Quando declama o extenso e dramático "Navio negreiro", de Castro Alves, o silêncio inunda o bar do Zé Batidão, sede deste sarau.

A liturgia é simples: microfone aberto para quem quiser recitar poesia, própria ou de outros; escutar em silêncio e aplaudir com entusiasmo cada poeta ou declamador.

O Sarau da Cooperifa - Cooperativa Cultural da Periferia - foi criado em 2001 pelos poetas Sérgio Vaz e Marco Pezão, orgulhosos moradores da periferia.

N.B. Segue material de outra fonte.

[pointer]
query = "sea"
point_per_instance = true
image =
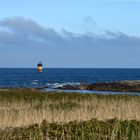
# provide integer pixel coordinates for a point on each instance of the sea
(55, 77)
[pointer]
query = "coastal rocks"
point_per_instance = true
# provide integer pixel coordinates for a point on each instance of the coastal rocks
(116, 86)
(124, 86)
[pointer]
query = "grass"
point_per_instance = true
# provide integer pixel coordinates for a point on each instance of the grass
(85, 130)
(68, 116)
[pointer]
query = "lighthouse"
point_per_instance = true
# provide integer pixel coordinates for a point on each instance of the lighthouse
(39, 67)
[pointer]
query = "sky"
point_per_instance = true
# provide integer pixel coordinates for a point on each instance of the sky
(70, 33)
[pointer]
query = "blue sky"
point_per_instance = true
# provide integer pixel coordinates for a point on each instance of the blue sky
(70, 33)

"Não tem espaços culturais na periferia, não tem nada. Mas em todas as periferias sempre tem um bar e a gente ocupou esse espaço e o transformou em nosso espaço, onde ouvimos nossa voz", diz Vaz, reconhecido modelo da chamada Literatura Marginal.

"Essa região já foi muito violenta, a gente tinha vergonha de dizer que morava aqui. Mas a Cooperifa trouxe autoestima, permitiu nos assumirmos como gente, falar 'somos daqui, moramos aqui, aqui estamos'. Não queremos imitar ninguém, não queremos imitar os ricos. É um ato de resistência", afirma este poeta de 52 anos.

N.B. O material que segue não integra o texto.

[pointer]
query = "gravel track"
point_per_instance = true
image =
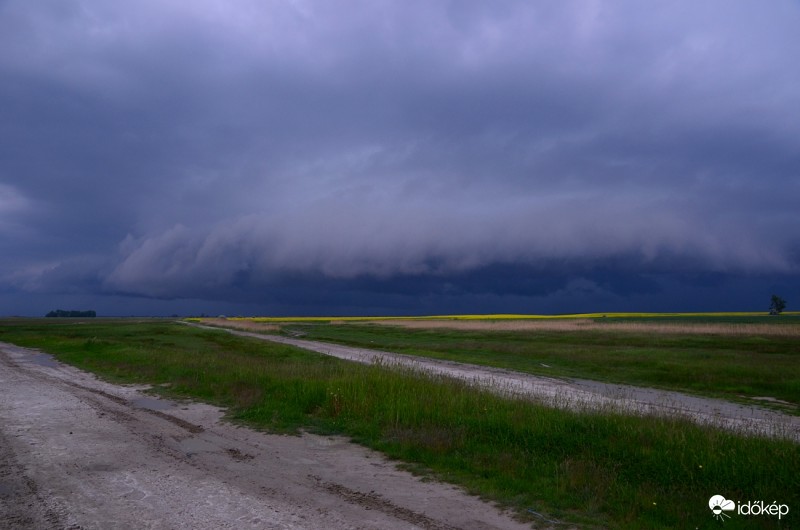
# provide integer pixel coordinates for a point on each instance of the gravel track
(79, 453)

Mais de cem pessoas participam dos encontros semanais.

Da Corte às favelas

Cooperifa - Nelson Almeida/AFP - Nelson Almeida/AFP
Sarau da Cooperifa em um bar no Capão Redondo
Imagem: Nelson Almeida/AFP

A Cooperifa é considerada pioneira neste movimento que se expandiu pela periferia de São Paulo e chegou ao centro. Existe o Sarau do Binho, um dos mais antigos, o do Grajaú, Suburbano Convicto, Brasa, entre muitos outros.

Alguns são realizados em bares, outros são itinerantes. Já se replicaram em outras cidades e não há unanimidade sobre quantos existem atualmente. Os saraus chegaram ao Brasil séculos atrás com a Corte portuguesa, mas eram espaços exclusivos da elite.

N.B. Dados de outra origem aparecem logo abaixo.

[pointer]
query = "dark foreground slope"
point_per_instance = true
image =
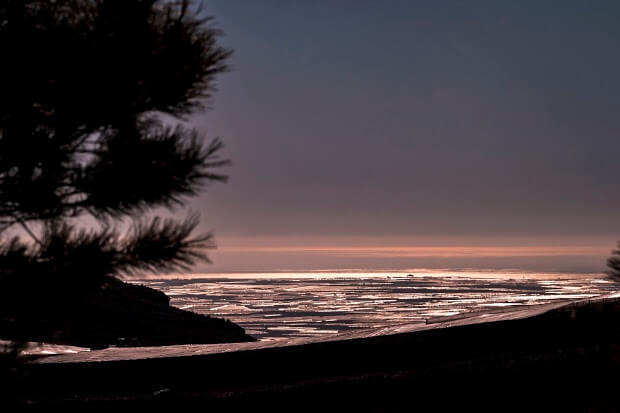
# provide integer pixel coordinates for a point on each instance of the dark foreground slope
(115, 313)
(551, 358)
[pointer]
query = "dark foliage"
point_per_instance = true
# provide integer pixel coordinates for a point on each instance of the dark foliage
(84, 86)
(613, 263)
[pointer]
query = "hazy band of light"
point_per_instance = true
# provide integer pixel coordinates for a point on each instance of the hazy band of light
(443, 251)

"Nunca deixaram de estar presentes na cultura brasileira, mas começaram a se vincular fortemente com as periferias desde 2001, quando começou a funcionar a Cooperifa", explica à AFP a argentina Lucía Tennina, doutora em Literatura e especialista nos saraus paulistanos.

"Hoje suas referências são várias: o hip hop, a literatura de cordel, a cultura negra e as igrejas evangélicas" que existem em abundância nas periferias brasileiras, acrescenta.

Em uma noite de sarau são combinados os poemas de Carlos Drummond de Andrade, com, por exemplo, os versos melancólicos sobre a rotina das empregadas domésticas do rapper Cocão Avoz, ou outros sobre ansiedade e mudança do artesão Renato Raimundo, de 31 anos, ambos assíduos participantes destes eventos.

"Eu leio minha própria poesia, preciso me expressar. Escrevo sobre tudo: vida cotidiana, desigualdade, sentimentos, sobre derrotas e vitórias. Eu sempre olhava a Cooperifa de longe e um dia pensei 'eu também posso fazer'", conta Raimundo.

Poesia ambulante

A poeta Mel Duarte - Nelson Almeida/AFP - Nelson Almeida/AFP
A poeta Mel Duarte, 28, integrante do coletivo Poetas Ambulantes que, uma vez por mês há cinco anos, pegam o transporte público para declamar poesia ao público
Imagem: Nelson Almeida/AFP

A professora Edilene Santos e seu parceiro Daniel Alexandrino estimulam o sarau do bairro do Grajaú, na zona sul de São Paulo.

Funciona uma vez por mês, em um bar, há três anos. Eles se autofinanciam - como todos os grupos -, embora há pouco tempo contem com o apoio municipal para realizar um documentário sobre o agito cultural em seu bairro.

"O mais bonito do sarau é que participa a própria comunidade", diz Santos, de 49 anos. "Aqui vem crianças e os mais velhos; muitos poetas já conhecidos e os que estão começando a escrever".

A explosão dos saraus deu base para outras iniciativas como o grupo dos Poetas Ambulantes que, uma vez por mês há cinco anos, pegam o transporte público para declamar poesia a um público que, em geral, é de trabalhadores com rostos cansados voltando para seus lares.

"A literatura, a poesia, pode sair do seu pedestal e vir aqui", diz à AFP a poeta Mel Duarte, de 28 anos, enquanto o metrô avança pela cidade.